How could we do something similar with changepoint package? We could try the CROPS penalty, but that only works with the PELT method (not binary segmentation),
try(changepoint::cpt.meanvar(
x, penalty="CROPS", method="BinSeg", pen.value = c(0, Inf)))

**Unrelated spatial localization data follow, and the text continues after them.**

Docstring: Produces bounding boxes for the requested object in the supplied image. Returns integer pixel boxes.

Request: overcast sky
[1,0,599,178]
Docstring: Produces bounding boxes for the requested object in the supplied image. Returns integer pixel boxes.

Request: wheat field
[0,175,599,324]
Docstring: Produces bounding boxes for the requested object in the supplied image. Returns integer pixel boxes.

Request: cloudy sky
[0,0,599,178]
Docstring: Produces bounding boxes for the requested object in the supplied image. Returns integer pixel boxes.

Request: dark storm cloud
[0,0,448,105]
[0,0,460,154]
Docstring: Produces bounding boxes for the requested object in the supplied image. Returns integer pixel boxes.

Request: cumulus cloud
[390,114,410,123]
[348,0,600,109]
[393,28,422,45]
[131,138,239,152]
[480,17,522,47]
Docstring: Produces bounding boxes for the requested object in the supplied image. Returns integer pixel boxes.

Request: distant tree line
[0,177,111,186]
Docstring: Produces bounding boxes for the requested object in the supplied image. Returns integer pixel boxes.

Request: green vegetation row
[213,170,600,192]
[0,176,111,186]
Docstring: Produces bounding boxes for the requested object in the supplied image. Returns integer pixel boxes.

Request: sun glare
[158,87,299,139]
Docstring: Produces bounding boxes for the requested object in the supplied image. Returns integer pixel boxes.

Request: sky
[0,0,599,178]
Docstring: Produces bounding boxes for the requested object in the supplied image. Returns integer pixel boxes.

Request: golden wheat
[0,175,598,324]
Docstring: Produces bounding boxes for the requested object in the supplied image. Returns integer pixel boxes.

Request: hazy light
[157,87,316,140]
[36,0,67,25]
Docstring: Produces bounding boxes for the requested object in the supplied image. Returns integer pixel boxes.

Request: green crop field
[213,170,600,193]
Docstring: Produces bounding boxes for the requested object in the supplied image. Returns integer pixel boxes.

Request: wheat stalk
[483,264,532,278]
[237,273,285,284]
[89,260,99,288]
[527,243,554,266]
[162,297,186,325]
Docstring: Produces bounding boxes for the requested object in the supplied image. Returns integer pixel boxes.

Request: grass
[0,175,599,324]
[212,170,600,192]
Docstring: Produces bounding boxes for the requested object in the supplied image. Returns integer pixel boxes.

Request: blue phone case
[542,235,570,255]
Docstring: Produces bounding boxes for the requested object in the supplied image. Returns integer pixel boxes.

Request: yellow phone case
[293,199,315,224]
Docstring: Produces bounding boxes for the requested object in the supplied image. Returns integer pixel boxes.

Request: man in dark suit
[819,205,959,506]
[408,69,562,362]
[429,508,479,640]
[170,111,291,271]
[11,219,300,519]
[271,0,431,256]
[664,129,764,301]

#> Error in CROPS(data = data, method = method, pen.value = pen.value, test.stat = test.stat, :
#> CROPS is a valid penalty choice only if method="PELT", please change your method or your penalty.
Instead we could write a for loop over potential penalty values,
pen.changepoint.list <- list()
for(penalty in seq(0, 50)){
pen.fit <- changepoint::cpt.meanvar(
x, penalty="Manual", method="BinSeg", pen.value=penalty)
pen.changepoint.list[[paste(penalty)]] <- data.frame(
package="changepoint",
segments=length(changepoint::cpts(pen.fit))+1L,
penalty)
}
#> Warning in BINSEG(sumstat, pen = pen.value, cost_func = costfunc, minseglen =
#> minseglen, : The number of changepoints identified is Q, it is advised to
#> increase Q to make sure changepoints have not been missed.
pen.changepoint <- do.call(rbind, pen.changepoint.list)
library(ggplot2)
(gg.penalty <- ggplot()+
geom_point(aes(
penalty, segments, color=package),
shape=1,
data=pen.changepoint))
The figure above shows that the changepoint package returns 1 segment for large penalty values, 2 segments for intermediate penalty values, and 6 segments (with 0/NA values) when penalty=0. The method above involves running the binary segmentation algorithm for each penalty value, which is not necessary. It is more efficient to run the binary segmentation algorithm once, and then analyze the loss values to determine which penalty values select which model sizes, as is done below with binsegRcpp and penaltyLearning. We re-run the modelSelection function below for direct comparison with the changepoint results (changepoint loss/penalty values are off by a factor of two),
library(data.table)
models <- data.table(
package="binsegRcpp+penaltyLearning",
bs.fit$splits
)[, cpt.loss := loss*2]
pen.df <- penaltyLearning::modelSelection(models, "cpt.loss", "segments")
gg.penalty+
geom_segment(aes(
min.lambda, segments,
color=package,
xend=max.lambda, yend=segments),
size=1,
data=pen.df)
#> Warning: Using `size` aesthetic for lines was deprecated in ggplot2 3.4.0.
#> â„ą Please use `linewidth` instead.
#> This warning is displayed once every 8 hours.
#> Call `lifecycle::last_lifecycle_warnings()` to see where this warning was
#> generated.
The figure above shows that binsegRcpp+modelSelection and changepoint packages are consistent for penalties larger than about 10. However for some small penalty values, between 0 and 6, changepoint returns 2 segments whereas binsegRcpp+penaltyLearning select 3 or 4 segments.